AI systems need to be predictable and consistent, not just with our understanding of the physical world but also with our different social, moral and cultural landscapes so that they amplify our subjective personal worlds on our own chosen terms.

  • Yann LeCun: "There [must be] a collaborative effort to design these systems in ways that are aligned with human values...and I think the best way to do this is in an open, collaborative fashion...because [anyone] can build on top of it and establish their own sovereignty."
  • David Eagleman: "We only accept what we can reliably control."
  • Rodney Brooks: If an AI or robotic system "is a plug-in to my world model and it behaves in a consistent expected way, I will add it."
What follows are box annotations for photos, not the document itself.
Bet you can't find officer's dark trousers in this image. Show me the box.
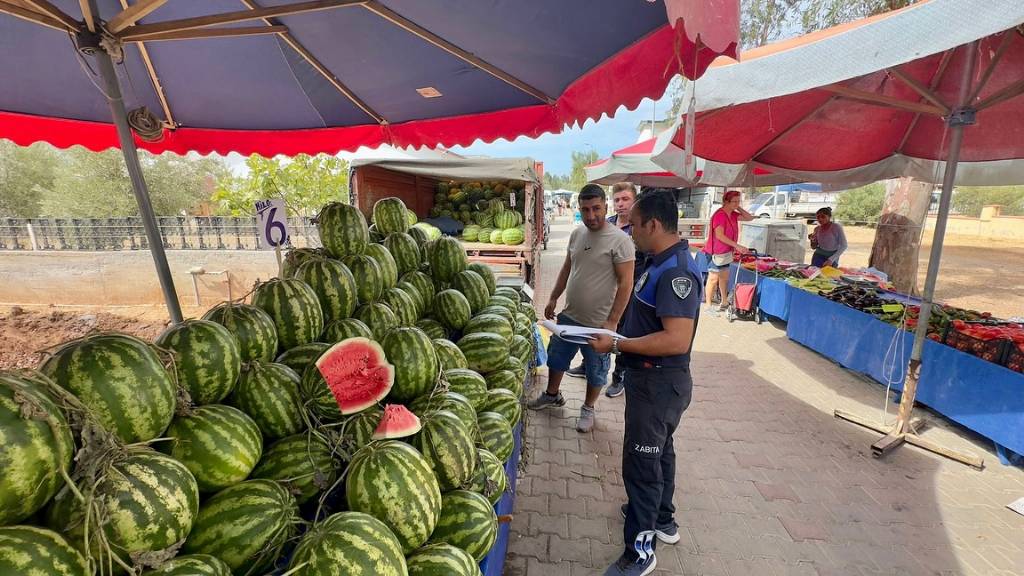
[623,368,693,560]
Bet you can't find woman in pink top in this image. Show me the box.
[703,190,754,314]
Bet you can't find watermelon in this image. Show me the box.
[161,403,262,492]
[462,314,512,341]
[434,288,473,330]
[466,448,509,505]
[46,447,199,566]
[156,320,242,404]
[433,338,469,371]
[273,340,327,374]
[406,543,481,576]
[0,372,75,524]
[428,236,469,282]
[289,512,409,576]
[253,278,324,351]
[39,334,176,444]
[345,440,441,553]
[466,262,498,296]
[480,388,522,426]
[476,409,515,462]
[411,410,476,492]
[373,197,410,236]
[181,480,299,574]
[370,404,421,440]
[250,433,344,504]
[295,258,358,323]
[459,332,509,374]
[228,362,308,439]
[345,254,384,304]
[315,202,370,259]
[443,368,487,410]
[381,288,419,326]
[366,244,398,288]
[355,302,398,340]
[203,302,278,362]
[430,490,498,562]
[0,526,88,576]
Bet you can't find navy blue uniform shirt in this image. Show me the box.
[620,240,703,368]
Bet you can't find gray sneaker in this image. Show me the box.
[526,392,565,410]
[577,404,594,433]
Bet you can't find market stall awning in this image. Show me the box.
[0,0,738,155]
[654,0,1024,186]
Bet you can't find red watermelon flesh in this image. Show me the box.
[316,337,394,414]
[373,404,420,440]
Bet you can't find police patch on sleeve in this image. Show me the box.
[672,277,693,300]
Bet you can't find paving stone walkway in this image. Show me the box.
[505,216,1024,576]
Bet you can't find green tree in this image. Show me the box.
[213,154,348,216]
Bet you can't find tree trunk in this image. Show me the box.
[868,178,935,294]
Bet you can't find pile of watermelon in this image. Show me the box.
[0,198,536,576]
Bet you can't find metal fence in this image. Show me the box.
[0,216,321,251]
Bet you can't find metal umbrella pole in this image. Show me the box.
[79,33,182,324]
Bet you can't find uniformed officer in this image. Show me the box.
[591,192,701,576]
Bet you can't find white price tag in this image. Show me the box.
[256,199,288,250]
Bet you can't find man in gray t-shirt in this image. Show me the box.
[529,184,634,433]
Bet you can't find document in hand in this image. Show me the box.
[541,320,624,344]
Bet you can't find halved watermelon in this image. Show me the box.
[373,404,420,440]
[316,337,394,414]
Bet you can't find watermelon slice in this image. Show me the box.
[316,337,394,414]
[373,404,420,440]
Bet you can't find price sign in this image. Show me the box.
[256,200,288,250]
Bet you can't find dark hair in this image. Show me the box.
[633,191,679,233]
[577,184,608,202]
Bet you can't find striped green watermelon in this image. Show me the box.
[273,340,327,374]
[142,554,231,576]
[181,480,299,575]
[433,338,469,371]
[480,388,522,426]
[249,431,344,504]
[0,372,75,524]
[156,320,242,404]
[316,202,370,259]
[476,409,515,462]
[381,288,419,326]
[429,236,469,282]
[434,288,473,331]
[289,512,409,576]
[430,490,498,562]
[466,448,509,505]
[366,244,398,288]
[381,327,438,402]
[384,233,423,275]
[411,410,476,492]
[253,278,324,351]
[46,447,199,565]
[373,197,410,236]
[466,262,498,297]
[203,302,278,362]
[321,318,374,342]
[39,334,175,443]
[355,302,398,340]
[0,526,90,576]
[443,368,487,409]
[459,332,509,374]
[161,404,263,492]
[295,258,358,323]
[462,314,512,341]
[344,254,384,304]
[345,441,441,553]
[228,360,301,439]
[406,543,480,576]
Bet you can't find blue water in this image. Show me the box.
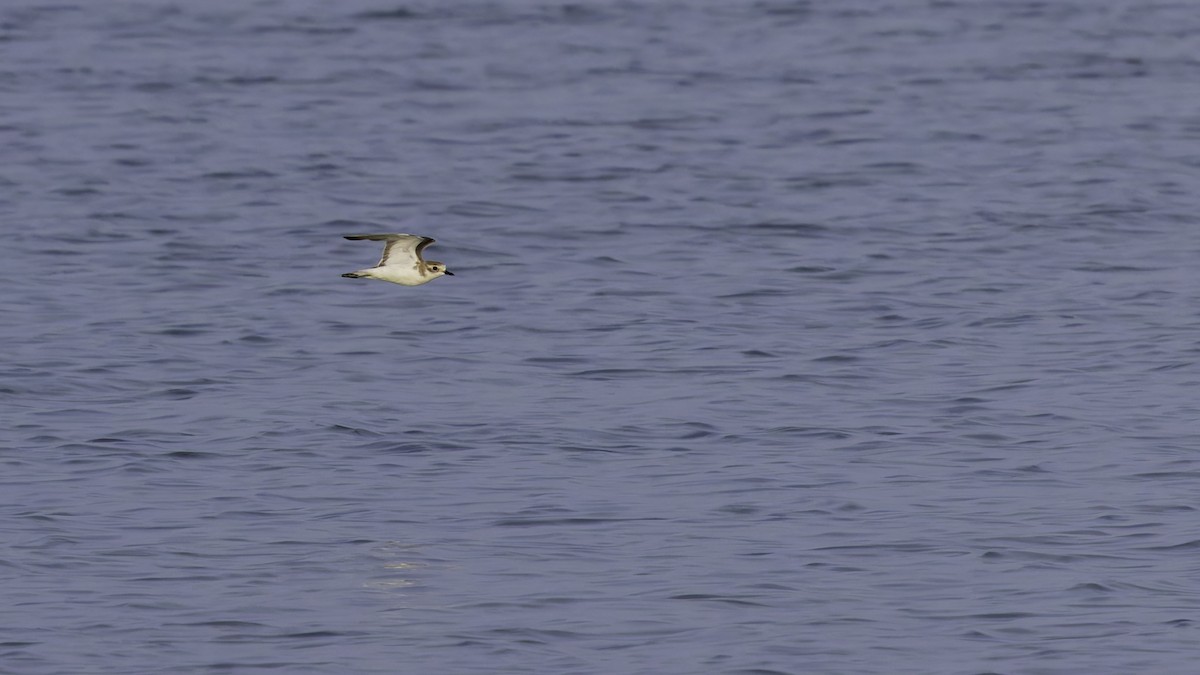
[0,0,1200,675]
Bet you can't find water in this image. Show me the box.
[0,0,1200,675]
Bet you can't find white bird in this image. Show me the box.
[342,234,454,286]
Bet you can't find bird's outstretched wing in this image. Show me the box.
[346,233,433,267]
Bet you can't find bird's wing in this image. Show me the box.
[346,234,433,267]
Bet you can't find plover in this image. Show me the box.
[342,234,454,286]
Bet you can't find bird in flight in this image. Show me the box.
[342,234,454,286]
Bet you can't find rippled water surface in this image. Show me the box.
[0,0,1200,675]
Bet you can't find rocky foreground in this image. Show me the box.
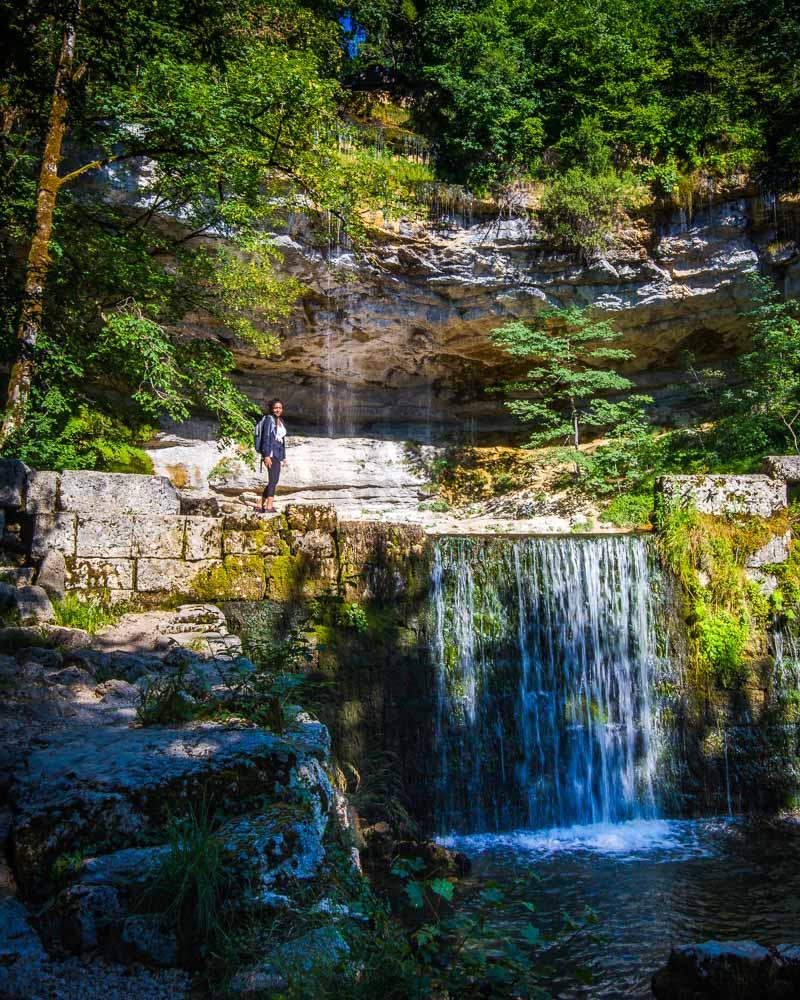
[0,605,357,1000]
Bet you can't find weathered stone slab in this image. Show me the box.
[68,558,134,591]
[136,559,222,596]
[12,722,329,894]
[59,471,181,515]
[133,514,186,559]
[14,587,55,625]
[25,469,61,514]
[223,514,285,556]
[286,504,337,534]
[192,555,266,601]
[0,899,47,997]
[0,458,28,507]
[36,550,67,597]
[75,514,133,559]
[656,475,786,517]
[747,531,792,569]
[184,517,222,562]
[761,455,800,485]
[31,514,78,559]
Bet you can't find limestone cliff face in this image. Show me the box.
[225,196,800,434]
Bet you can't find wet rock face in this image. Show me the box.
[228,198,797,434]
[12,723,329,895]
[652,941,800,1000]
[656,475,786,520]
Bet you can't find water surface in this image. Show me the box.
[442,820,800,1000]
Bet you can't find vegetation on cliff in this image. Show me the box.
[0,0,422,467]
[346,0,800,191]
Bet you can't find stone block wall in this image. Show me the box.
[0,462,432,602]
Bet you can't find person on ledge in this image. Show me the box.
[255,399,287,514]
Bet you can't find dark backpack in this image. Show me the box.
[253,416,269,455]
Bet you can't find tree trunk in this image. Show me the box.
[570,400,581,479]
[0,13,80,447]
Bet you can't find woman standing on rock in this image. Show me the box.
[255,399,286,514]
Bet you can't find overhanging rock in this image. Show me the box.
[656,475,786,518]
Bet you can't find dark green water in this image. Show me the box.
[444,820,800,1000]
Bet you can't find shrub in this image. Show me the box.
[19,402,153,475]
[600,493,653,528]
[53,593,124,635]
[539,167,647,257]
[51,851,84,885]
[136,664,198,726]
[141,798,233,953]
[336,601,369,632]
[696,611,750,687]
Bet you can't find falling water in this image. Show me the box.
[431,536,667,832]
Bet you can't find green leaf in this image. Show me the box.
[405,882,425,910]
[522,924,541,944]
[429,878,454,903]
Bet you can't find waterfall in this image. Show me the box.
[431,536,667,832]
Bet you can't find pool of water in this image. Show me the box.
[440,820,800,1000]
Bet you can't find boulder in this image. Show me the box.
[220,762,332,899]
[39,885,125,954]
[0,458,28,507]
[0,582,17,611]
[0,899,47,998]
[761,455,800,486]
[651,941,800,1000]
[12,722,330,895]
[122,914,179,969]
[36,550,67,597]
[228,926,350,1000]
[59,471,181,516]
[15,587,55,625]
[393,840,471,878]
[656,476,786,518]
[25,470,61,514]
[747,531,792,569]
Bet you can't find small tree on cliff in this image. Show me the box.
[491,306,651,471]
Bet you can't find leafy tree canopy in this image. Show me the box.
[0,0,418,463]
[492,306,651,450]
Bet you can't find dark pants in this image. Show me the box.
[264,458,281,499]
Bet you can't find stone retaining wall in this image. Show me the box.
[0,461,432,600]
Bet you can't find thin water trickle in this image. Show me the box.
[432,536,658,833]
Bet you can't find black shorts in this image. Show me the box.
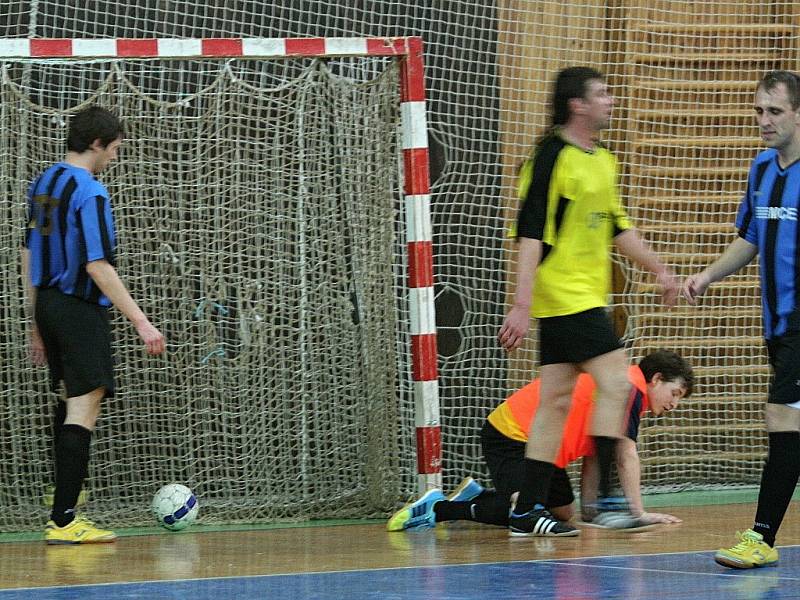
[481,421,575,508]
[36,288,114,398]
[539,308,622,365]
[767,331,800,404]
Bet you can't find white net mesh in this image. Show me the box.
[0,0,800,536]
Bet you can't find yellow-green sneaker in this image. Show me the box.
[42,485,89,508]
[714,529,778,569]
[44,516,117,544]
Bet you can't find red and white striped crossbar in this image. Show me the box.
[0,37,442,492]
[0,37,412,58]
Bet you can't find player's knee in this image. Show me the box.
[597,374,631,404]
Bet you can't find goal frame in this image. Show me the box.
[0,36,442,493]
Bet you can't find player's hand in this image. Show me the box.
[656,270,681,308]
[682,273,711,306]
[136,321,165,356]
[497,305,531,352]
[28,326,47,367]
[639,513,683,524]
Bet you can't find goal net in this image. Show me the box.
[0,47,424,529]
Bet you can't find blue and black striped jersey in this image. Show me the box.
[25,162,116,306]
[736,149,800,339]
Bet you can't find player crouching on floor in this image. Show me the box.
[386,350,694,537]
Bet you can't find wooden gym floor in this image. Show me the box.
[0,502,800,600]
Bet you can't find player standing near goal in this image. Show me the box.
[22,107,164,544]
[498,67,679,535]
[683,71,800,569]
[386,350,694,536]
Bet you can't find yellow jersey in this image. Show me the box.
[516,134,631,317]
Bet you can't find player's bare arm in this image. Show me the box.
[86,260,165,355]
[682,237,758,304]
[497,238,542,352]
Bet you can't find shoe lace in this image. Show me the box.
[75,515,96,527]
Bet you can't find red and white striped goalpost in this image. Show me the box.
[0,37,442,493]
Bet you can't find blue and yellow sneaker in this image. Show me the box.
[714,529,778,569]
[44,516,117,544]
[386,489,445,531]
[447,477,486,502]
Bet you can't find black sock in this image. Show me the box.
[594,436,617,499]
[514,458,555,515]
[753,431,800,546]
[50,424,92,527]
[52,400,67,479]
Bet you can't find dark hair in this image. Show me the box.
[639,350,694,398]
[756,71,800,110]
[550,67,605,128]
[67,106,124,152]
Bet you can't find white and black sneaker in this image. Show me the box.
[508,505,580,537]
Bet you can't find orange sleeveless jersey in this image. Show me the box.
[487,365,650,469]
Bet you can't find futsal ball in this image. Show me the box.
[150,483,200,531]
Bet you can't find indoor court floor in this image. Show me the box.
[0,502,800,600]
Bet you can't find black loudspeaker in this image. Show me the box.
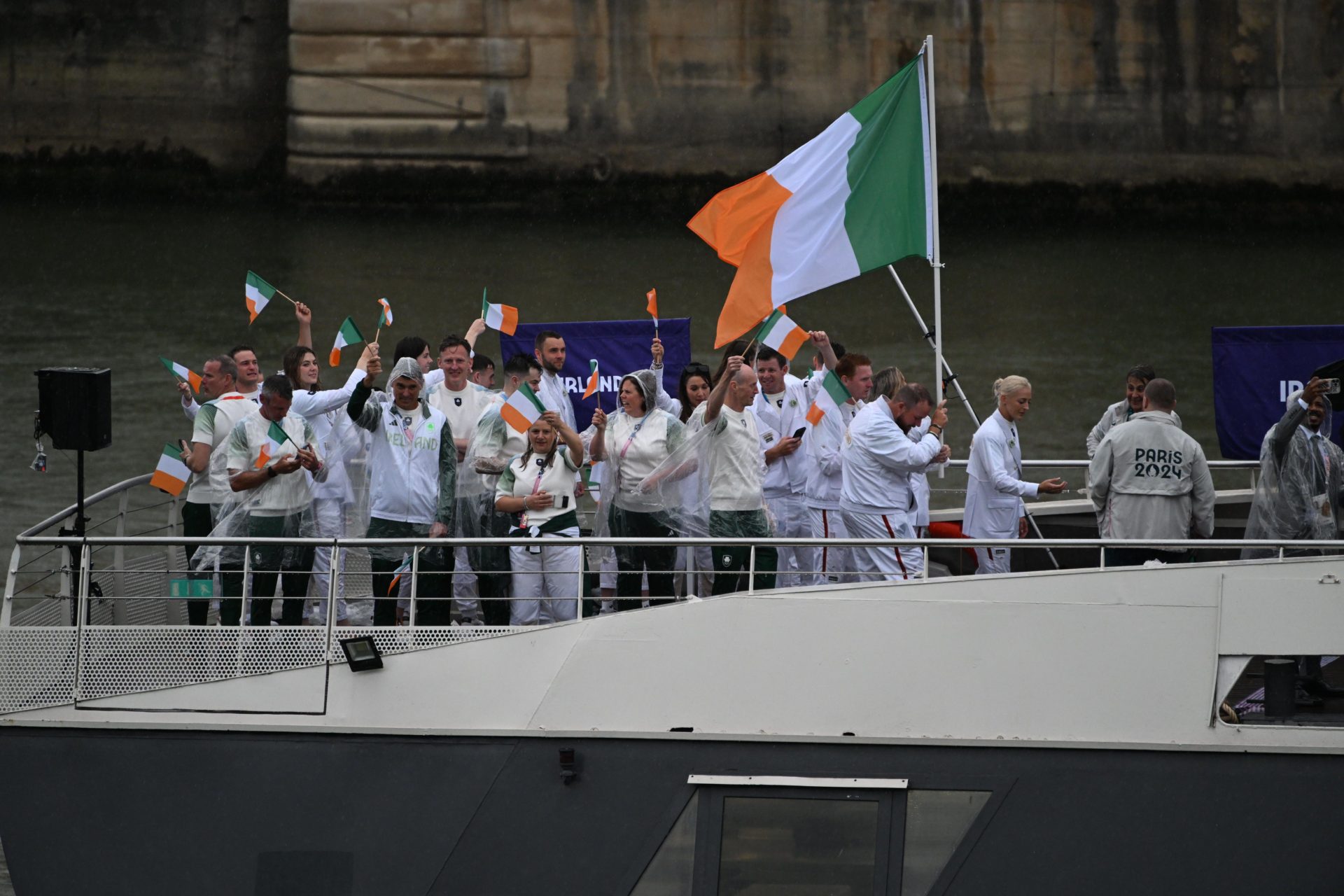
[36,367,111,451]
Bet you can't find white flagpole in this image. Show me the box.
[925,35,944,435]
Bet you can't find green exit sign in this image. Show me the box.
[168,579,215,598]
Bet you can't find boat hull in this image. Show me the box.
[0,727,1344,896]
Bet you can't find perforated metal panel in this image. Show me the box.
[78,626,327,700]
[0,623,517,715]
[0,627,76,715]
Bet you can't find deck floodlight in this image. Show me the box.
[340,634,383,672]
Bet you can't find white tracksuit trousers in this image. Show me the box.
[976,548,1012,575]
[304,498,349,624]
[508,526,580,626]
[840,510,923,582]
[808,507,855,584]
[764,494,820,589]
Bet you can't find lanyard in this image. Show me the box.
[519,458,546,529]
[621,415,648,461]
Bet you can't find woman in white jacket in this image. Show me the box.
[281,342,378,624]
[495,411,583,626]
[961,376,1068,575]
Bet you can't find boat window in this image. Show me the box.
[719,797,879,896]
[900,790,989,896]
[630,790,700,896]
[630,775,999,896]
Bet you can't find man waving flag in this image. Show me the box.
[687,51,934,348]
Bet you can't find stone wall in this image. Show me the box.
[0,0,288,171]
[0,0,1344,187]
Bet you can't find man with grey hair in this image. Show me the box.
[704,355,780,595]
[181,355,257,626]
[840,382,950,582]
[346,349,457,626]
[1087,379,1214,566]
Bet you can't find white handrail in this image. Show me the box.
[13,535,1344,551]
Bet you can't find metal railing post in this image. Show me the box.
[238,544,251,631]
[405,548,419,637]
[572,547,586,620]
[318,544,340,665]
[164,498,183,622]
[748,544,757,594]
[111,491,130,626]
[0,541,23,629]
[74,541,92,703]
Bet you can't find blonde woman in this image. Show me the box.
[961,376,1068,575]
[495,411,583,626]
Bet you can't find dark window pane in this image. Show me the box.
[719,797,878,896]
[630,790,700,896]
[900,790,989,896]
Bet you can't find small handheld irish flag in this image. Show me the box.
[808,371,852,426]
[481,289,517,336]
[500,383,546,433]
[755,307,808,361]
[387,548,419,596]
[378,298,393,329]
[327,317,364,367]
[159,355,200,392]
[583,357,596,398]
[253,421,298,470]
[644,289,659,330]
[149,442,191,497]
[244,272,277,323]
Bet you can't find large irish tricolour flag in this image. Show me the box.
[690,51,934,346]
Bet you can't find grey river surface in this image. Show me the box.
[0,202,1344,544]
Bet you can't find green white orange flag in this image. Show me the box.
[253,421,297,470]
[644,289,659,329]
[387,548,419,596]
[481,290,517,336]
[159,355,200,392]
[808,371,850,426]
[755,309,809,361]
[244,272,277,323]
[687,51,934,346]
[149,443,191,497]
[327,317,364,367]
[500,383,546,433]
[583,357,596,398]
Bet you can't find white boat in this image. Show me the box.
[0,477,1344,896]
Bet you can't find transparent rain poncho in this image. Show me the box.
[192,414,333,582]
[637,405,776,547]
[1242,391,1344,560]
[583,370,685,536]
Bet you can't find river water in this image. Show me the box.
[0,204,1344,553]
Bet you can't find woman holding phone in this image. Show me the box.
[590,371,685,610]
[495,411,583,626]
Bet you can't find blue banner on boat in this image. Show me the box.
[498,317,691,430]
[1214,325,1344,461]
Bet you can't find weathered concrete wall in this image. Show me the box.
[0,0,289,171]
[0,0,1344,187]
[289,0,1344,186]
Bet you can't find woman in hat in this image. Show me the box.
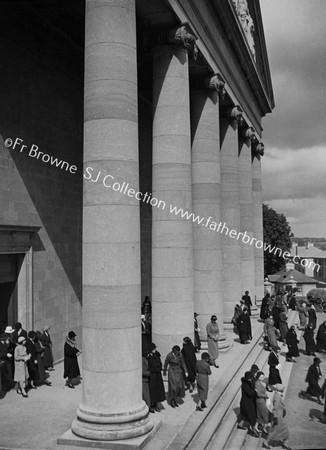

I think these are probably as close to a defining set of principles for the evolution of AI, as Asimov's Laws of Robotics were for physical robot systems—already a notable accomplishment for the series. But before concluding, I want to return to the question of how to evaluate intelligence that has cropped up throughout these conversations so far, as highlighted in principle No. 2 above.

From these interviews, two ways of evaluating the intelligence of AI systems emerged. First, there was the framework proposed by Eagleman that tries to establish the level of intelligence demonstrated in any given domain by identifying whether a system is just curating information, creating knowledge or generating new conceptual or creative frameworks in different domains of expertise. Second, the Kahneman framework looks at the type of intelligence process that the AI uses to "think" about a problem. The two are complementary—one focusing on the "what" (was demonstrated) and the other focused more on the "how" (it was produced). But there is clearly more thinking to be done to create a general-purpose methodology for accurately judging the intelligence of any system in any domain, and to eliminate hyperbolic or "magical" conjecture.

Framework for evaluating the intelligence
Marcus Weldon

So that's where things stand at this point in the series; it will be fascinating to see how this evolves as we extend the scope of inquiry to include different disciplines and domains, looking across specific industries at the forefront of AI focus such as healthcare and medicine, as well as in the creative arts and industries.